Parece que los astros, y nunca mejor momento para decirlo, se han conjurado para que la nueva película de Ridley Scott nos haga olvidar la trayectoria reciente de un director que, sin duda, es un referente importante del cine de los últimos 30 años. El realizador de Blade Runner (1982) o Gladiator (2000) había encadenado una serie de largometrajes cuya calidad distaba bastante de lo que nos tenía acostumbrados. Películas como Robin Hood (2010), Exodus: Dioses y reyes (2014) o la incomprendida El consejero (2013), hacían pensar que la inspiración de Scott estaba en horas bajas. Tan solo Prometheus (2011), odiada por algún sector fan del fenómeno Alien, parecía salvarse de la quema.
Pero he aquí que el director norteamericano vuelva a aterrizar en el panorama cinematográfico con algo más de 140 minutos de metraje y da un puñetazo en la mesa no solo entreteniendo durante cada uno de los tramos del filme, sino abanderando el proyecto con la profesionalidad y el amor por el detalle que demostró en sus mejores obras.
Mark Witney es un astronauta que queda abandonado tras un accidente de la misión que tripulaba. A partir de este desgraciado momento, luchará por sobrevivir en el planeta rojo a la espera de poder interceptar a los tripulantes de la siguiente misión que se realice hacia Marte.

Ilustración: Naxo Álvarez
El cine de ciencia ficción vuelve a estar de enhorabuena con este esforzado trabajo sobre misiones espaciales.

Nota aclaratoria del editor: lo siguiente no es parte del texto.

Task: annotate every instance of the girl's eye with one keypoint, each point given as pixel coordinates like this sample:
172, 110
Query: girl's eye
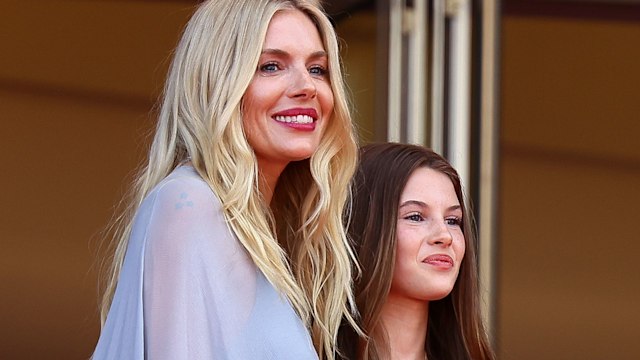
318, 70
269, 67
454, 221
414, 217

Gravity (Alfonso Cuarón, 2014) o Interstellar (Christopher Nolan, 2015) precedieron con mucho éxito el nuevo proyecto de Ridley Scott, y elevaron el nivel técnico hasta cotas inimaginables, solo al alcance, generalmente, de los enormes presupuestos del cine norteamericano. Scott, como sabiendo que recuperar su sitio en el panorama no le iba a costar mucho, firma una película impecable en lo técnico, muy brillante aunque sin excesos en su aspecto más visual, y sólida en su construcción argumental.
De este última disciplina se ha encargado Drew Goddard, un cuarentón con cara de travieso, responsable del guión de 8 episodios de Perdidos, de la valorada serie Daredevil, de Guerra Mundial Z o de aquella especie de mash-up odiado y amado que era La cabaña del bosque. Como se puede deducir, algo de talento e inventiva no le faltan y esto, en mayor o menor medida, se ha notado a lo largo de todo el filme de Ridley Scott. El texto firmado por Goddard lo pone fácil tratando al espectador con respeto y ciertas dosis de cariño que hace inevitable mirar para otro lado si algo de lo que hemos visto u oído no nos ha gustado. Que parezca no importarnos.

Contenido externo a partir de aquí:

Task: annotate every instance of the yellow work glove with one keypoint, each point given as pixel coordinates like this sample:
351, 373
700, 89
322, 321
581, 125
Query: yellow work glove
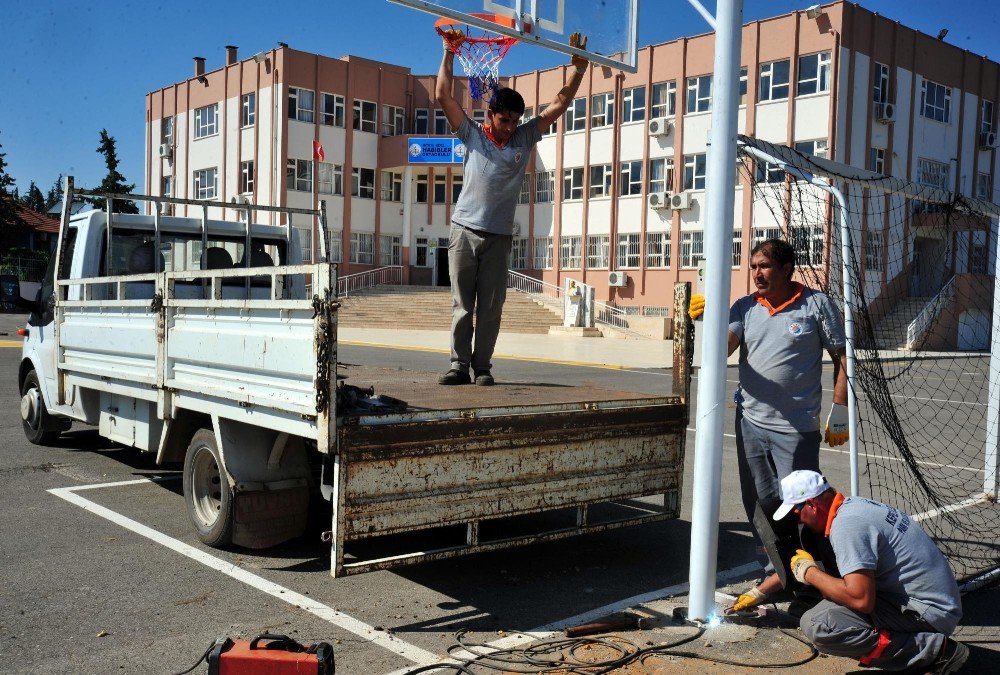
836, 425
697, 306
578, 62
802, 561
748, 600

En lo que al casting y las interpretaciones se refiere, nada que objetar ante la avalancha de grandes artistas que participan en Marte. Desde la eficacia a la que Matt Damon nos tiene acostumbrados, pasando por el buen feeling que transmiten las comedidas interpretaciones de Chiwetel Ejiofor, hasta el gran trabajo de Jeff Daniels, implacable y sin sobreactuar ni un segundo como jefe supremo de la NASA. Aspecto este último muy loable a tenor de los peligros de ser alguien importante dentro de un colectivo en una trama con clímax en los que la sugestión, la alegría o la tristeza, podrían haber jugado malas pasadas interpretándose de más.

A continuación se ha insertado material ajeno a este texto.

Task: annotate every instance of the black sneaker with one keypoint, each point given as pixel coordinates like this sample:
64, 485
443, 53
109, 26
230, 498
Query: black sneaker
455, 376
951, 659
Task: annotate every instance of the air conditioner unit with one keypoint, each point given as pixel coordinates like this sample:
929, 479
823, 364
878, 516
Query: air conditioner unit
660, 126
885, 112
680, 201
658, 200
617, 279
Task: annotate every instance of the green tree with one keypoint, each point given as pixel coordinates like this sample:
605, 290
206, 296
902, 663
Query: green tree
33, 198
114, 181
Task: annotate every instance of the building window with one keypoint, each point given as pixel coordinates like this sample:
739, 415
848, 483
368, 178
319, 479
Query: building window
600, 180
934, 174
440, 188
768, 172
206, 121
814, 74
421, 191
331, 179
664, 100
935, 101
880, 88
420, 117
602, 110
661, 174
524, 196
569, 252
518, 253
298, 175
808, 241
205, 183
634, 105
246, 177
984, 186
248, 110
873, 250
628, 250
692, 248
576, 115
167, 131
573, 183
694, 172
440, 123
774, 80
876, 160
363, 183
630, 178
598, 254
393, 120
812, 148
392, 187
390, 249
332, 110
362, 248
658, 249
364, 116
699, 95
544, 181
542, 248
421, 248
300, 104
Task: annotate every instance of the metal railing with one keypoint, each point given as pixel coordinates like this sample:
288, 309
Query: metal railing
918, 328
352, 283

La conclusión que podemos daros como autores de esta humilde crítica es que, el día que elijáis, os sentéis en la butaca de la sala de cine listos para ser transportados al planeta rojo de la mejor manera posible. Antes lo intentaron con mayor o menor éxito películas como Desafío total (Paul Verhoeven, 1990), John Carter (Brad Bird, 2012) o Misión a Marte (Brian de Palma, 2000), pero Scott no quiere fanfarrias, solo quiere que sintamos las tormentas marcianas, que compartamos la soledad del astronauta Witney, que gocemos con su aventura y que, los que nunca perdimos la fe en el director, podamos repetir a los cuatro vientos que no es que haya vuelto, sino que nunca se fue.
Lo mejor: escrita con solidez, rodada con clase.
Lo peor: su recta final, ligeramente precipitada.